A perfected encrypted communication system emerges from the mafioso's and his associates' communications and diaries, where literary references abound: Campobello, in the province of Trapani, becomes the "Macondo" of Garca Marquez. Each person has many pseudonyms that alter depending on the situation.
It takes a puzzle solver to decipher the boss Matteo Messina Denaro's notes and pizzini. And that's precisely what the investigators have been doing ever since the last of the Corleonesi was apprehended in Palermo in the middle of January. In the city's various hideouts, as well as in the residences of other suspects, including his sister Rosalia and the teacher Laura Bonafede, who was arrested yesterday, valuable writings have been discovered that are crucial for reconstructing the movements, relationships, and affairs of the former super-fugitive. The "Messina Denaro Code" is a sophisticated encrypted communication system with literary references that varies depending on the situation, therefore breaking it is by no means easy.
As a result, the same individual can have more than one pseudonym, which changes and automatically affects the other interlocutors'. You must have the "keys" to comprehend. Several have already been purchased.
The tumor that becomes "the Romanian" that drains strength
Sifting through the pizzini, one discovers, for example, that the tumor Messina Denaro is suffering from becomes "the Romanian" who drains strength and energy and that "the sleazy" is not a person, but the La Maddalena clinic, where the mafioso was operated on in 2021 and then continued his oncological treatments, including the session of 16 January at 8, when he was however blocked and captured by the Ros carabinieri.

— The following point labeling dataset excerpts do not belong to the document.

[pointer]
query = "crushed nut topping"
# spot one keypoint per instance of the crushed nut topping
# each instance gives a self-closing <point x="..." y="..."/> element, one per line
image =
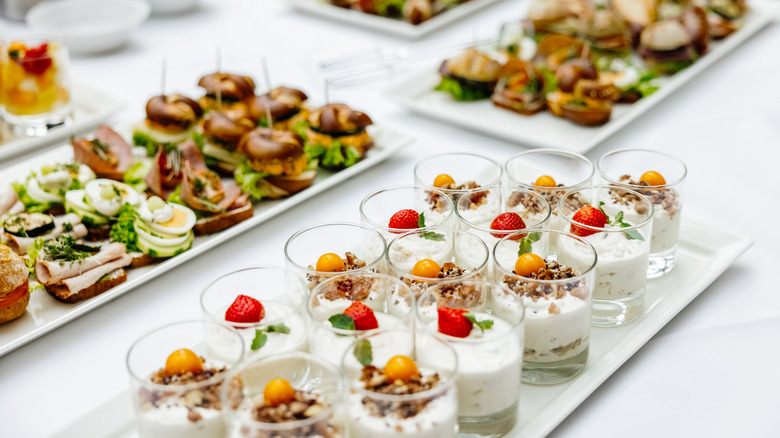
<point x="207" y="397"/>
<point x="553" y="271"/>
<point x="351" y="263"/>
<point x="375" y="381"/>
<point x="666" y="198"/>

The pseudonyms that change according to the circumstances
The language used in the pizzini and the diaries, which the prosecutor Maurizio De Lucia, the deputy Paolo Guido, and the substitutes Gianluca De Leo and Pierangelo Padova, who coordinate the investigation on the boss's supporters, are gradually revealing. If Rosalia Messina Money, arrested recently and who unwittingly contributed significantly to her brother's capture after thirty years on the run, was "Fragolone," Laura Bonafede, the teacher who ended up in prison yesterday and who also allegedly lived with Messina Denaro for a long period of his in hiding, he would have had several aliases: "Cugin", "Amico", "Mio", "Blu", "Venesia"
Campobello is the "Macondo" of Garcìa Marquez
Martina Gentile, Bonafede's daughter, for whom the prosecution had requested the arrest, would have been "Tania", "Tany", "Lupetta", but possibly "Cromatina". The detectives determined that "Donna" was Laura Bonafede's mother, and "Man" was her father, Leonardo Bonafede, the now-deceased mafia boss of Campobello di Mazara, who was "revered by his daughter," according to the investigators. Instead, "the woman who helps Venesia" is a young Romanian who would have assisted her instructor ("Venesia") in caring for her mother. Some linguistic ploys then delineate a type of parallel world: Castelvetrano becomes "Aragona," and Campobello becomes "Macondo," with a nod to the hamlet in which the novel "Centennial" is set.
Numerous code names that have yet to be decrypted
As the investigations progress, more pseudonyms emerge from pre-trial detention orders that the investigators have yet to decipher. "A3B" occurs in reference to the person who took Laura Bonafede to jail, but also "Sollimano" and "Pancione," two persons to whom "a warning," which the investigators believe may have been murder, would have been necessary.I've always known Sollimano was obsessed with money - Laura Bonafede wrote to Messina Denaro - and that he liked to spend and earn easy money, but I never imagined it would go so far. In my opinion, it is connected to the dread of that warning that he thinks about Man, in addition to money (Leonardo Bonafede,).